Myers argues from each of the application notes in contending that the district court erred by denying him a reduction for minor or minimal participation under section 3B1.2 of the Sentencing Guidelines. Application note one to this section explains that "the defendant's lack of knowledge or understanding of the scope and structure of the enterprise and of the activities of others is indicative of a role as minimal participant." United States Sentencing Commission, Guidelines Manual, § 3B1.2, comment. (n. 1) (Nov. 1990) (U.S.S.G.). Myers argues that because the Presentence Report says "his knowledge [was] limited to only the one kilogram of cocaine that was distributed by the agents," this application note plainly shows he is entitled to a reduction. However, the district court may consider collateral conduct to "shed light on" Myers's role in the offense. Zweber, 913 F.2d at 709. Because the Presentence Report also says that Myers admitted to transporting marijuana for Rossi and a marijuana grow site was located at Myers's residence, the district court did not err by concluding that application note one did not require a role adjustment. This is true even though some of the collateral conduct occurred more than a year before.
Application note two to section 3B1.2 explains that a reduction is appropriate if the defendant "was recruited as a courier for a single smuggling transaction involving a small amount of drugs." U.S.S.G., § 3B1.2, comment. (n. 2). Myers contends that this application note squarely applies to his case. Myers was to deliver a kilogram of cocaine. Because this is not a small amount of drugs, see United States v. Sanchez-Lopez, 879 F.2d 541, 557 (9th Cir.1989), the district court did not err by determining that this application note did not require a role reduction.

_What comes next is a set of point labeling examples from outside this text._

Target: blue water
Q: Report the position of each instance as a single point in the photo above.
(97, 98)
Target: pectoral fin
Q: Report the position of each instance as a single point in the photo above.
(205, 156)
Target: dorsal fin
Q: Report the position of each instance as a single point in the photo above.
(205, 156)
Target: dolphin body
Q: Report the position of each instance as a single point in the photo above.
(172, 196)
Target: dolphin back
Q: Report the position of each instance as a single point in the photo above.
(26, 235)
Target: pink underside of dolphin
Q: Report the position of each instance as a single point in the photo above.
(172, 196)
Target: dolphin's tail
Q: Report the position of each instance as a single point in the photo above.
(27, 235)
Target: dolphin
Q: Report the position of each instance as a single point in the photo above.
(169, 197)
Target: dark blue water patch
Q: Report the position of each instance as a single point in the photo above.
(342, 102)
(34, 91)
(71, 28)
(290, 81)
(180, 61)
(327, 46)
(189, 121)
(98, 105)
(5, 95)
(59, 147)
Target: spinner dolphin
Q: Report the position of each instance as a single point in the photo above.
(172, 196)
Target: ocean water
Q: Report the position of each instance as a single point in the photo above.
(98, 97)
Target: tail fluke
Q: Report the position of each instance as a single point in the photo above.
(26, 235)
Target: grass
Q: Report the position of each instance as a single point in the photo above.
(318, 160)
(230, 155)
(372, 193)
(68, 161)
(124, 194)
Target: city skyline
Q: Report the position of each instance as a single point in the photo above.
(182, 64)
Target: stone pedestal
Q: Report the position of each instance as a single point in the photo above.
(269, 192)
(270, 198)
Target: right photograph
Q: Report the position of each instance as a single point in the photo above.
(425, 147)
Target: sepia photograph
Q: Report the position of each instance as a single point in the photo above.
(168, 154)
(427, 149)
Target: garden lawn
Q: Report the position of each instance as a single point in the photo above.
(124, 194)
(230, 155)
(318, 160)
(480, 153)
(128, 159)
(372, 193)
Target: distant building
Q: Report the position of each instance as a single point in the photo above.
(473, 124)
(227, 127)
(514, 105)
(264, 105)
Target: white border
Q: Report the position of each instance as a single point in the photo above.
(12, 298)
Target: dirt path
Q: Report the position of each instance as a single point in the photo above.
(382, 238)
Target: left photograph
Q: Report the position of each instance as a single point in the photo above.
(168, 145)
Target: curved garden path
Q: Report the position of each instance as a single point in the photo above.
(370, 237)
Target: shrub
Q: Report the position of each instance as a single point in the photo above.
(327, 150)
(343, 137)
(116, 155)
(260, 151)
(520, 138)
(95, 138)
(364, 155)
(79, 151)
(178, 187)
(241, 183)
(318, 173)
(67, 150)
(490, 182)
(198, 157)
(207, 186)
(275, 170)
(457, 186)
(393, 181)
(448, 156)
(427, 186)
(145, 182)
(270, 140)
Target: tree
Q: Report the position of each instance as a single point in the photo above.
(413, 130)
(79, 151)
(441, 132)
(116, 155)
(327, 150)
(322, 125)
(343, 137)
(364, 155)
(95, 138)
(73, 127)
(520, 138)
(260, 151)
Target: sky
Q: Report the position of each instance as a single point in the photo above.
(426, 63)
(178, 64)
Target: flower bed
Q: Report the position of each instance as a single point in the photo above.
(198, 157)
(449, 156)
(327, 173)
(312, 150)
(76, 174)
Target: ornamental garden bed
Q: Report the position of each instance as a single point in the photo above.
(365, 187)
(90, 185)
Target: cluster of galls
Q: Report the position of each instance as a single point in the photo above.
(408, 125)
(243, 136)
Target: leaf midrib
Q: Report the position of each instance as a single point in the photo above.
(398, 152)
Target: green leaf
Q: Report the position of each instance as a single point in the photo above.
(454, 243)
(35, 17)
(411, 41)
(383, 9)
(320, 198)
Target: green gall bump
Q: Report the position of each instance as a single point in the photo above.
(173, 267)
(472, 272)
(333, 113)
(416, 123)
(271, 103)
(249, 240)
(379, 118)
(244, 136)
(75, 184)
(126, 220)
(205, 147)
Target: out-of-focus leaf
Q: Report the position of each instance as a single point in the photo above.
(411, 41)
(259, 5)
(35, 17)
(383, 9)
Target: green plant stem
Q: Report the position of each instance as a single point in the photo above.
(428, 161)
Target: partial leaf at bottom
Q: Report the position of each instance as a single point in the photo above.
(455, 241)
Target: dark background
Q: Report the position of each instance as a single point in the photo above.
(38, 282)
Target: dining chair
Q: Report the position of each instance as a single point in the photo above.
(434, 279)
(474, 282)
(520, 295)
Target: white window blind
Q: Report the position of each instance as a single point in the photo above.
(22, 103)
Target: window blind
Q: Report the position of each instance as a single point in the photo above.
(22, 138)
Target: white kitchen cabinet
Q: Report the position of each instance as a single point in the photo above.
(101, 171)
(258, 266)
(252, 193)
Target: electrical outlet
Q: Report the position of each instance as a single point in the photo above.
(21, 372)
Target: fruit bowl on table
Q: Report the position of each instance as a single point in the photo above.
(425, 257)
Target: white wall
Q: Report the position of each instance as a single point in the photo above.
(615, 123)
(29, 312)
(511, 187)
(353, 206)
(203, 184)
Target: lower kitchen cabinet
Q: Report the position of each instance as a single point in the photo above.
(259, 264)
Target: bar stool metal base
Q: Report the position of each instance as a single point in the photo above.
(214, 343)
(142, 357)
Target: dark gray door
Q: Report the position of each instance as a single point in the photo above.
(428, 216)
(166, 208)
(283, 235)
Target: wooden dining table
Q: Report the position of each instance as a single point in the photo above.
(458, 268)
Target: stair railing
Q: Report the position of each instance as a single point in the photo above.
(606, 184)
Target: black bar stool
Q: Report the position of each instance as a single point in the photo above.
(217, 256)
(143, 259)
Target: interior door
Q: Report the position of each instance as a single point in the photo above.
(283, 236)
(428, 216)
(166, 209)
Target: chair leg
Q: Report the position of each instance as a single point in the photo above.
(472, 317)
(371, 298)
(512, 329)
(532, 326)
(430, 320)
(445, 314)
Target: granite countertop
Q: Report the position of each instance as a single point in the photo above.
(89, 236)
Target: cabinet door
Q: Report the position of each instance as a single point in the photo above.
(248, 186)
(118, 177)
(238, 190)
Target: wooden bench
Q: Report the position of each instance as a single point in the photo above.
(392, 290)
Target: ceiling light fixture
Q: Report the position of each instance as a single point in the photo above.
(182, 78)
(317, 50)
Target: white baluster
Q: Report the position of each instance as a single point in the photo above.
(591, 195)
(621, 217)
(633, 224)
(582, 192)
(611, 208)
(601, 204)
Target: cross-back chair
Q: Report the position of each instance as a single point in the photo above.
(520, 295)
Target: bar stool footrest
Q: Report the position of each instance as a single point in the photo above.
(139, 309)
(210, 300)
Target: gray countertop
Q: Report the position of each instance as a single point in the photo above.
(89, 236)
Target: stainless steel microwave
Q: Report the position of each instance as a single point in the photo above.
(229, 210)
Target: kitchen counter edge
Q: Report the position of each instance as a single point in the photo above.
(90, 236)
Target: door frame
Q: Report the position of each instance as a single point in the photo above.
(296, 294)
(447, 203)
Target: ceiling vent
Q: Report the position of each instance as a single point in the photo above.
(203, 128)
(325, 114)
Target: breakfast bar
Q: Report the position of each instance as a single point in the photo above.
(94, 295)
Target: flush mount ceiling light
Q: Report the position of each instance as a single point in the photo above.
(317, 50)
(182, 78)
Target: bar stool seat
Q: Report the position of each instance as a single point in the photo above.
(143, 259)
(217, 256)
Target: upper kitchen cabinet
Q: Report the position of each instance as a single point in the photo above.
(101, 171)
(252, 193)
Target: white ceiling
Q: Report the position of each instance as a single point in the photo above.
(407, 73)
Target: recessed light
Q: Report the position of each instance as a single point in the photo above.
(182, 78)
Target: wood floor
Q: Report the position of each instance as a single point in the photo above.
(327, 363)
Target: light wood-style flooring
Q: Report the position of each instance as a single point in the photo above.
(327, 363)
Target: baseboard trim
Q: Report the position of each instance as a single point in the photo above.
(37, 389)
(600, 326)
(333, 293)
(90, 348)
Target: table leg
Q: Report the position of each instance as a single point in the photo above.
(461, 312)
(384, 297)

The third application note to section 3B1.2 says that "a minor participant means any participant who is less culpable than most other participants." U.S.S.G. § 3B1.2, comment. (n. 3). Myers argues that because he is less culpable than Rossi or McMullen, this note shows that he is a minor participant. However, we have not interpreted this note so broadly. See United States v. Andrus, 925 F.2d 335, 337 (9th Cir.1991). Because the mere fact that Myers may be less culpable than Rossi and McMullen does not automatically make him a minor participant, id., the district court did not err by determining that this application did not require a role adjustment.
Given Myers's conduct and the quantity of drugs involved, we hold that the district court did not clearly err by denying him an offense level reduction for being a minor or minimal participant in the conspiracy.